Many excitedly preparing for their Christmas celebrations would prefer not to know about the holiday’s real significance. If they do know the history, they often object that their celebration has nothing to do with the holiday’s monstrous history and meaning. “We are just having fun.”
Imagine that between 1933-45, the Nazi regime celebrated Adolf Hitler’s birthday – April 20 – as a holiday. Imagine that they named the day “Hitlerday” and observed the day with feasting, drunkenness, gift-giving, and various pagan practices. Imagine that Jews were historically subject to perverse tortures and abuse on that day and that this continued for centuries.

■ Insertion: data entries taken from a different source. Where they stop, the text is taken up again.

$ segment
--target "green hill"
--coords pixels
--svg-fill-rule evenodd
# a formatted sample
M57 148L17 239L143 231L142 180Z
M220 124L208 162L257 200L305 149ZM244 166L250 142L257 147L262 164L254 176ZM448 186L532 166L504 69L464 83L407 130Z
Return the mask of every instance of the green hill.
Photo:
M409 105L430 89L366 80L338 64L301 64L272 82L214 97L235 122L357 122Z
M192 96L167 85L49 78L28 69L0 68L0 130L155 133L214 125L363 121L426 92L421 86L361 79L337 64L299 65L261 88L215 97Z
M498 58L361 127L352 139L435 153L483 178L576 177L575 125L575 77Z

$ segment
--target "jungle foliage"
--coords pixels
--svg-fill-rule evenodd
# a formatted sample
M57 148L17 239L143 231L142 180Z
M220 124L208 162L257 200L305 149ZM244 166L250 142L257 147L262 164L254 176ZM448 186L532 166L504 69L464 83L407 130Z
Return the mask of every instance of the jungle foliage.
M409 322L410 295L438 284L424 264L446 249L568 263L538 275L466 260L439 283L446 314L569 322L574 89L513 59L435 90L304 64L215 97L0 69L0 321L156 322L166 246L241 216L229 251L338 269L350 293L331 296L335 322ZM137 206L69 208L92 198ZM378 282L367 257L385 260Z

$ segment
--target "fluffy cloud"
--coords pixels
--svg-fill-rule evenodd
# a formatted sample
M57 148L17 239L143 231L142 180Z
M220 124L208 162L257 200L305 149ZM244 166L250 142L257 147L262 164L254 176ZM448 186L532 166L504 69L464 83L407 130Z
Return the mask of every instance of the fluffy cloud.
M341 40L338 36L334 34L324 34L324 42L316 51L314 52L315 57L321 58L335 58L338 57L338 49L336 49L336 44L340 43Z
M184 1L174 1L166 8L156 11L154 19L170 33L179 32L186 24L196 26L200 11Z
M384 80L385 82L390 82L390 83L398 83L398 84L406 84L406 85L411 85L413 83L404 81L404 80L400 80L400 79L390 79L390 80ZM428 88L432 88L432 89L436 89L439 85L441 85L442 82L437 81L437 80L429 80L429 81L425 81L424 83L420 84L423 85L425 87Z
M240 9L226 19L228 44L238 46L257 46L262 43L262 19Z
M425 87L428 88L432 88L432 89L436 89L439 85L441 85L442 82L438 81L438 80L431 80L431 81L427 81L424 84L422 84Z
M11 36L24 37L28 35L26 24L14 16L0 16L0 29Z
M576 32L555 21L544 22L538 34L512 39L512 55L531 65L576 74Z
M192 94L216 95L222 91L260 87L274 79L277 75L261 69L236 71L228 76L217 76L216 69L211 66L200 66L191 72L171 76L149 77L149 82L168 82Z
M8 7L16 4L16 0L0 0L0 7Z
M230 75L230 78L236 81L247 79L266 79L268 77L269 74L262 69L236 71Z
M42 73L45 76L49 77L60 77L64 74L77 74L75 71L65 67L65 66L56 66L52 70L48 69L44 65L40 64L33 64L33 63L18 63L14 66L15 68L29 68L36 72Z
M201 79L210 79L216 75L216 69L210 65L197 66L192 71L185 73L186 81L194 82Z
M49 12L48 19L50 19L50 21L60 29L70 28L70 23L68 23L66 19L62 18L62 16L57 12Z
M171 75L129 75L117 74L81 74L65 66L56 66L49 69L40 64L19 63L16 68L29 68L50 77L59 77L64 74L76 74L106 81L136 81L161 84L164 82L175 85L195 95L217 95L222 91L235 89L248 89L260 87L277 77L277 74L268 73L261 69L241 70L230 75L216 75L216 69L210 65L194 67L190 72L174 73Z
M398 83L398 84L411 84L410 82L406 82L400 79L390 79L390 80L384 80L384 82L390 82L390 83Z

Now, imagine that your great-great-great-grandchildren were about to celebrate Hitlerday. April 20th arrived. They had long forgotten about Auschwitz and Bergen-Belsen. They had never heard of gas chambers or death marches. They had purchased champagne and caviar and were about to begin the party when someone reminded them of the day’s real history and their ancestors’ agony. Imagine that they initially objected, “We aren’t celebrating the Holocaust; we’re just having a little Hitlerday party.” If you could travel forward in time and meet them if you could say a few words to them, what would you advise them to do on Hitlerday?
On December 25, 1941, Julius Streicher, one of the most vicious of Hitler’s assistants, celebrated Christmas by penning the following editorial in his rabidly Antisemitic newspaper, Der Stuermer:
If one really wants to put an end to the continued prospering of this curse from heaven that is the Jewish blood, there is only one way to do it: to eradicate these people, this Satan’s son, root, and branch.
It was an appropriate thought for the day. This Christmas, how will we celebrate?
AUTHOR: LAWRENCE KELEMEN
It's okay to "do" Christmas however you choose to celebrate it. Remember, your way of celebrating it is not the "only" way or the "right" way. As long as a person gives you a warm acknowledgment from the heart, isn't that really the correct thing to say? Isn't that what really matters? They are not taking your Christ away from you by wishing you Happy Holidays; you are losing it for being petty.
And so to everyone I say, Merry Christmas, Happy Holidays, Happy Whatever you choose to believe in.